Mr. Chapek said earlier this month that the company was evaluating how it executes its talent deals, many of which were signed before Covid-19 and must now be re-examined as distribution strategies remain in flux.
“Talent deals going forward will have to reflect that the world is changing,” he said.
Disney has said it plans to continue to release movies via a spectrum of distribution strategies, from exclusively on Disney+ to a hybrid model or exclusively in theaters. The company saw surprising success at the box office with its most recent Marvel movie, “Shang-Chi and the Legend of the Ten Rings,” which is closing in on $200 million domestically. Disney soon after announced that the rest of its 2021 slate will open in theaters exclusively.

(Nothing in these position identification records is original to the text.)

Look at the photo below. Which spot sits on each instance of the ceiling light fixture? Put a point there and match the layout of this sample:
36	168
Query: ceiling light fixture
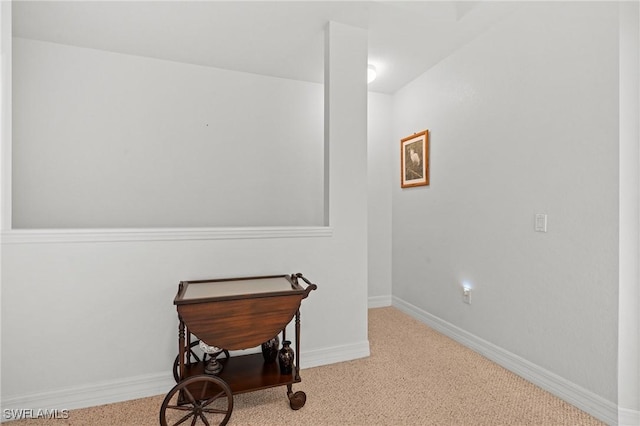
371	73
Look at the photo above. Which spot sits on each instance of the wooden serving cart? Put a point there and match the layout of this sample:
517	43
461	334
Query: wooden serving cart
232	314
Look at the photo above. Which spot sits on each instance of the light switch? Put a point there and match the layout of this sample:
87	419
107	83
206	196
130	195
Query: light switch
541	223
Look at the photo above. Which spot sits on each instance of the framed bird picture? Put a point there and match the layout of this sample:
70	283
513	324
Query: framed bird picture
414	160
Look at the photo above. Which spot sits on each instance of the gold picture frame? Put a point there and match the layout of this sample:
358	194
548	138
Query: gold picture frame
414	160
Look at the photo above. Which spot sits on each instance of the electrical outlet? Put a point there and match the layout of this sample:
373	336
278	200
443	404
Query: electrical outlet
541	222
466	295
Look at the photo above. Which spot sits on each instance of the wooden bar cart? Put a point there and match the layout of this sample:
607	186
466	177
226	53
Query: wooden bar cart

Ms. Johansson had starred in several Marvel superhero movies as the assassin Natasha Romanoff before her stand-alone feature. The release of “Black Widow” was delayed because of Covid-19. When it finally premiered in July, it took in $80 million from theaters on its opening weekend and generated an additional $60 million from at-home purchases. Ticket sales fell relatively quickly, and the movie grossed $184 million domestically, a disappointing result for a big-budget release that theater owners said would have been higher had it premiered exclusively on the big screen.
Just three weeks after its July 8 premiere, Ms. Johansson filed her suit in Los Angeles Superior Court. Disney subsequently filed a motion seeking to move the case to arbitration. The settlement came before the discovery process had started.